Its now about 7.30 and while she’s still eating – she’s a slow eater – I gather hair band, brush, hairslides, toothpaste, toothbrush, flannel and get ready to spruce her up. She’s not able to do anything of this for herself but it all has to be done. Like most 10 year olds she’s not keen on face and hand washing but we get through it with minimal grumbling. All the while I’m chatting to her using repetitive phrases and words about school and the people she will see there as this is a big part of how she learns. So there’s a bit of speech and language therapy thrown in early for good measure.
7.43 and the bus isn’t here yet – phew I’m ahead – help her walk to her wheelchair and climb into it. Put her coat on, make sure she has everything in her schoolbag for the day and then the bus pulls up. Grab a marker pen and a piece of paper that she likes to hold in her little hands while travelling for 1 hour 15 minutes to school. Wheel her out to the bus, have a quick word with the bus escort so they know what kind of form she’s in today. Kiss my most precious girl goodbye and wave her off. Its 7.48 and I’ve been up for over an hour.
Back in the house grab my phone, headphones, rain jacket, hi-vis vest and key and head out the door for a 5km walk. I don’t especially enjoy it so I listen to podcasts on my way round to alleviate the monotony. I need to take regular exercise because I’m overweight (many carers tend to be, we comfort eat you see) and my back isn’t great from lifting my daughter over the years. I can’t afford to join a gym and walking is free. Maybe one day I’ll get fit enough to join you for a 5km jog in the Park?

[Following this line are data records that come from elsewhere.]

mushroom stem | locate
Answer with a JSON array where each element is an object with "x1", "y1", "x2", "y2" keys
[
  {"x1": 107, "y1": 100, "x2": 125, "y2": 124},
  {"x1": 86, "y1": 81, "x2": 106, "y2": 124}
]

While I’m pounding the paths around Oldcastle I’m thinking about a tweet you posted a couple of days ago. You see, that comment about people who get up early annoyed me. Actually more than that, it felt insulting to people like me who have to get up early to do the unpaid, unappreciated, unvalued work of being a carer. I’ve tweeted about it a few times but when you put something like this up it really feels like you are just taking the piss not to put too fine a point on it.
— Leo Varadkar (@campaignforleo) September 5, 2017
I’m not sure if you were being facetious or if the people in Glanmire were but its clear to me and other carers like me that this State, of which you are Taoiseach, that our WORK (and it is work) is not taken seriously.
I’m up since 6.30 am Leo. I’m tired already and its only 10.15. Its a mental tiredness that comes from being a carer, from the never ending round of appointments, therapies, from wondering if she’s ok at school today, if she’s had any absence seizures. It comes from fighting for equipment, for school transport, for better services generally, from trying to help other parents who aren’t as far into this life as we are. It comes from knowing that this will not stop. It comes from knowing that the Irish State of which I am a proud citizen does not care about carers. And that’s a very hard place to be.
What time did you get up today Taoiseach?